Recommended Books for Editors

Are you brand new to editing or a seasoned pro? Perhaps your skills lie somewhere in between. Regardless of where you might be in terms of experience, everyone can benefit from additional knowledge and you don’t have to go to film school to really educate yourself. Here are some of Noah Kadner from FCPWORKS’ favorite picks for books to help you master both the art and craft of editing.
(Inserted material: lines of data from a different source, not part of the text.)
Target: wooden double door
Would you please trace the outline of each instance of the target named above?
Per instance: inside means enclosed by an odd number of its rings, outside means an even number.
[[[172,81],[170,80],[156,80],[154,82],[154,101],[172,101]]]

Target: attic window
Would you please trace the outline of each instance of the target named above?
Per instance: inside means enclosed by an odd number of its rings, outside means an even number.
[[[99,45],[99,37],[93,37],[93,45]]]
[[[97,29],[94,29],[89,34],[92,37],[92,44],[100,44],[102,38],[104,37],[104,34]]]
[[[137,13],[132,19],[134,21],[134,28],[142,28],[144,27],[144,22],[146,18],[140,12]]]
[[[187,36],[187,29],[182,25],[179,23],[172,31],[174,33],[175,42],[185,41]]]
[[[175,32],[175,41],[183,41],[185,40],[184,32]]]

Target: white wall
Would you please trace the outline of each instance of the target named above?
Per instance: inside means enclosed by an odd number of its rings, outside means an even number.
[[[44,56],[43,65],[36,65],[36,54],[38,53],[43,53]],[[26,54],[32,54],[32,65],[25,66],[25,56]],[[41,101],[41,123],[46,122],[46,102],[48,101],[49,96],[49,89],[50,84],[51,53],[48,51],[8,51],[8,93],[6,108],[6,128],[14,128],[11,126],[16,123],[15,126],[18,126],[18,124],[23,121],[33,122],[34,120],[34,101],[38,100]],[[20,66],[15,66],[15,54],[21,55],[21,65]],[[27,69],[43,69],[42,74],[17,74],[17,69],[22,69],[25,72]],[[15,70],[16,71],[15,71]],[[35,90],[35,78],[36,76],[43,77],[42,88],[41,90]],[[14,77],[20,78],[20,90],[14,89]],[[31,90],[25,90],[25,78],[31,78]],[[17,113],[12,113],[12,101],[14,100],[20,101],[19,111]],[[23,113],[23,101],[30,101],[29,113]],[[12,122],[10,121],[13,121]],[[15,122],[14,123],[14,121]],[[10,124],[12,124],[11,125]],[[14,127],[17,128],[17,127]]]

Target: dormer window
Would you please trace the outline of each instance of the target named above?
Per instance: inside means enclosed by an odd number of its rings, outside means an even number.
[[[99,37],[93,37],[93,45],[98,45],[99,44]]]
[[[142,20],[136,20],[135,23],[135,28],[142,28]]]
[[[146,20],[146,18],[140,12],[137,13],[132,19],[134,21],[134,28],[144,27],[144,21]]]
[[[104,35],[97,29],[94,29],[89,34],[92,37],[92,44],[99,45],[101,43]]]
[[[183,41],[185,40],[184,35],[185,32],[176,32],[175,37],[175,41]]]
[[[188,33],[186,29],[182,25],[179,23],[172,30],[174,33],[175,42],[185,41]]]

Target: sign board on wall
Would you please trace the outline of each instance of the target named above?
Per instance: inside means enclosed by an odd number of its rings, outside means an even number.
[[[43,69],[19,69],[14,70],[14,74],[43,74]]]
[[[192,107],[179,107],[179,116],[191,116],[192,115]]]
Final Cut Pro X-Specific Editing Books

Let’s begin with some key books on the subject of editing with Final Cut Pro X itself. Of course these aren’t updated to 10.3 just yet as it’s so new. However, in terms of overall workflow and editorial philosophy these are all still highly useful and valid:

Final Cut Pro X 10.2

Apple Pro Training Series: Final Cut Pro X 10.2: Professional Post-Production
By Brendon Boykin

Brendon’s book is awesome (I love working with this guy) and chock full of tips gleaned from years of working both with X and with previous iterations of Final Cut Pro. You can also use this as a workbook toward becoming Apple Certified as a Final Cut Pro professional or even a trainer. Study well though, that final exam is quite tricky!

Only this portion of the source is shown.